Rust lets you create "raw string" literals using the special r# prefix and # suffix on a string:

let s = r#"this string contains

embedded

   newlines and whitespace.
"#;

However, you can also use the magic r# prefix on identifiers! Check this out:

fn r#fn() {
    let r#let = "let";

    let r#match = match r#let {
        "let" => true,
        _ => false,
    };

    let r#String: String = "a string".to_string();

    println!(
        r#"Hello from the r#fn function!
        r#let variable has value: {:?}
        r#match is: {:?}
        r#String is: {:?}
        "#,
        r#let, r#match, r#String
    );
}

fn call_weird_function() {
    r#fn();
}

Using a r# prefix, you can create variables and functions with the same names as built-in identifiers or keywords like fn, let, struct, match, etc (well, with the addition of the odd r# prefix anyway ;)

A common use of this is for creating a variable called type. type on its own is actually a rust keyword, but by prefixing with r#, you can create a variable that is distinct from the keyword:

let r#type = "foo";

println!("type is: {:?}", r#type);

Unit tests

  • To mock with rust, use the cfg annotation.
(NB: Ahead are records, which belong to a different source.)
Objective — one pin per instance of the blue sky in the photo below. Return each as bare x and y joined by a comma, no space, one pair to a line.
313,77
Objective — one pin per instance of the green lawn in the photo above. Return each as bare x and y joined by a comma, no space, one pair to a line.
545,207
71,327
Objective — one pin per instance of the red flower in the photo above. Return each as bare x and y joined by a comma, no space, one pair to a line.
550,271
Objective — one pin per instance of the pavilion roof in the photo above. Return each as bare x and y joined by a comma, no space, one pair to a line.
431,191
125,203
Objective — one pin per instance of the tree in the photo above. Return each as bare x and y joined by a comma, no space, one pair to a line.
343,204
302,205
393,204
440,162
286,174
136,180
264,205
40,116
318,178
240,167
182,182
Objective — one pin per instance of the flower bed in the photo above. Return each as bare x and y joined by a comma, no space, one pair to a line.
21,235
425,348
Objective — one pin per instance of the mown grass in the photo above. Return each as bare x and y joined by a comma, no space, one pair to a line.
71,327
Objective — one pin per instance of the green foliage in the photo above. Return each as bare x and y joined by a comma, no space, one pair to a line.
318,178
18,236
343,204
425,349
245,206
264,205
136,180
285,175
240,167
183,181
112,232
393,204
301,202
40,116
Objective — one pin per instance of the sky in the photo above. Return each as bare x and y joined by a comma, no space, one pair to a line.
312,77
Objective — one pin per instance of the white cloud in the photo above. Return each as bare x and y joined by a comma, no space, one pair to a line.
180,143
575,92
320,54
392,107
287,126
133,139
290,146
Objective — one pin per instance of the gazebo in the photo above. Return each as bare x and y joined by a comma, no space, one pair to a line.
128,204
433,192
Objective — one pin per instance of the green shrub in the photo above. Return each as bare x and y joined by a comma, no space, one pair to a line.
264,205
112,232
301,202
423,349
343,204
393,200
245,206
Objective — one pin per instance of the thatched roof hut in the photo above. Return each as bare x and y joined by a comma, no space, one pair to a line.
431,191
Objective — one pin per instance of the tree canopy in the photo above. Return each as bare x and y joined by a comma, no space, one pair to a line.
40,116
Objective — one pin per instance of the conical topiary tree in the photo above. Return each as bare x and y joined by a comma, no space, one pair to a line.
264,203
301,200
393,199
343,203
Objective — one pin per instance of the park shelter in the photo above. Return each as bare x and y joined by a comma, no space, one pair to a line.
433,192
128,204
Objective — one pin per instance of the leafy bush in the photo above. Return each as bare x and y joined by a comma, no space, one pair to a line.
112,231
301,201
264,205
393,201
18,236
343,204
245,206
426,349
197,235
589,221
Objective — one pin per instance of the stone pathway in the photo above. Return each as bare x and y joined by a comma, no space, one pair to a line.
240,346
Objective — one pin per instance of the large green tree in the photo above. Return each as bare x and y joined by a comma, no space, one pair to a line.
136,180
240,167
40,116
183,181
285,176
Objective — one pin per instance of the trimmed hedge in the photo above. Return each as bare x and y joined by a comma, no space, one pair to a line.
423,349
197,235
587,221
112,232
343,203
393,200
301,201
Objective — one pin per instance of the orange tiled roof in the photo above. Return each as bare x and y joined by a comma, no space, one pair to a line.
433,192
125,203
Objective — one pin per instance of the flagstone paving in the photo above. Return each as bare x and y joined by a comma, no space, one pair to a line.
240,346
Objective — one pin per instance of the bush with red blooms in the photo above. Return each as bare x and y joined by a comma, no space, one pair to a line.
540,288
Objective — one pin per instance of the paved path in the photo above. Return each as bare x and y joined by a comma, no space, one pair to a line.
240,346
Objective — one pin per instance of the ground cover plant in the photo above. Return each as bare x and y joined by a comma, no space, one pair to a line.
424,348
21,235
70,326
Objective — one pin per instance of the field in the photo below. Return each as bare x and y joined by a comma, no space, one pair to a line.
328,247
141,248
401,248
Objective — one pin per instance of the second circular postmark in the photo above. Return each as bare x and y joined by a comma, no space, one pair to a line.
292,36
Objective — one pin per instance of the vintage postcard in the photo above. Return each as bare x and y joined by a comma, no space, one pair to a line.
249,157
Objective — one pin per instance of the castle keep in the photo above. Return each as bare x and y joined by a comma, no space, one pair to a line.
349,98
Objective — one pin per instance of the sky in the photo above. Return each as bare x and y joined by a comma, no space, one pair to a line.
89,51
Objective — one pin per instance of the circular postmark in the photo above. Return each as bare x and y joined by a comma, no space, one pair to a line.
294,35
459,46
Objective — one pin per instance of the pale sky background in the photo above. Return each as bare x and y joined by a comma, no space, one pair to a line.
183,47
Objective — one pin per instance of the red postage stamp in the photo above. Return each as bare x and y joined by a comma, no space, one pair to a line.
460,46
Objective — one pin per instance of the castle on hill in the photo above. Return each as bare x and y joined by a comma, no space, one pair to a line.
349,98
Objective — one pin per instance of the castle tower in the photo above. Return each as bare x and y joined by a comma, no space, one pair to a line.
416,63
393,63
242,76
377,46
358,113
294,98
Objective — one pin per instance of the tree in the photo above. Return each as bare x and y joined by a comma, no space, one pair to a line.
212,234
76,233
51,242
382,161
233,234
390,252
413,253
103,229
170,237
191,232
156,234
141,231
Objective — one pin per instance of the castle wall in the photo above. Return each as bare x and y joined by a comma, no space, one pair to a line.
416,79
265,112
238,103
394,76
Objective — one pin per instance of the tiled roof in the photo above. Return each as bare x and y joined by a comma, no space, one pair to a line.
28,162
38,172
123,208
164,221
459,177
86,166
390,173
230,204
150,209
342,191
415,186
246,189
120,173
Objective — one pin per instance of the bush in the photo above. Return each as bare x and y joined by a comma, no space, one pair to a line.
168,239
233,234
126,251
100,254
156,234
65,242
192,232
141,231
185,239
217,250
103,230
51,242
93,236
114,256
This allows you to create test-specific chunks of code:

    // Conditional assignment for tests using attributes.
#[cfg(test)]
const MULTIPLIER: u64 = 3;

#[cfg(not(test))]
const MULTIPLIER: u64 = 1;

#[cfg(test)]
fn handler() {
    println!("I am the test version of the function!");
}

#[cfg(not(test))]
fn handler() {
    println!("I am the production version of the function!");
}

fn foo() {
    // The test version of the code
    #[cfg(test)]
    let x = 20;

    // The "production" version of the code
    #[cfg(not(test))]
    let x = -5;

    println!("INFO: x has value: {}", x);
}

// Non-test (production) version of the macro
#[cfg(not(test))]
macro_rules! welcome_all {
    ( $( $name:expr ),*) => {
        $( println!("INFO: PRODUCTION version: welcome_all: Hello {}", $name);)*
    };
}

// Test version of the macro
#[cfg(test)]
macro_rules! welcome_all {
    ( $( $name:expr ),*) => {
        $( println!("INFO: TEST version: welcome_all: Hello {}", $name);)*
    };
}

    Now, when you run cargo test or cargo tarpaulin, the test versions will be used rather than the non-test versions.

Gotchas

  • The last statement in a function is the return type and must NOT end with a semi-colon:

    fn foo() -> Result<(), String> {
  // XXX: Error as there *is* no last statement due to the semi-colon!
  Ok(());
}
    fn foo() -> Result<(), String> {
  // Correct
  Ok(())
}

    This behaviour also affects blocks:

    let foo = {
  "hello";
};

println!("{:?}", foo);

    What do you think the code above displays? Hint: it does not display hello! What the user actually meant was probably:

    let foo = {
  "hello" // XXX: <-- Note that there is no semi-colon here
};

println!("{:?}", foo); // prints "hello" now ;)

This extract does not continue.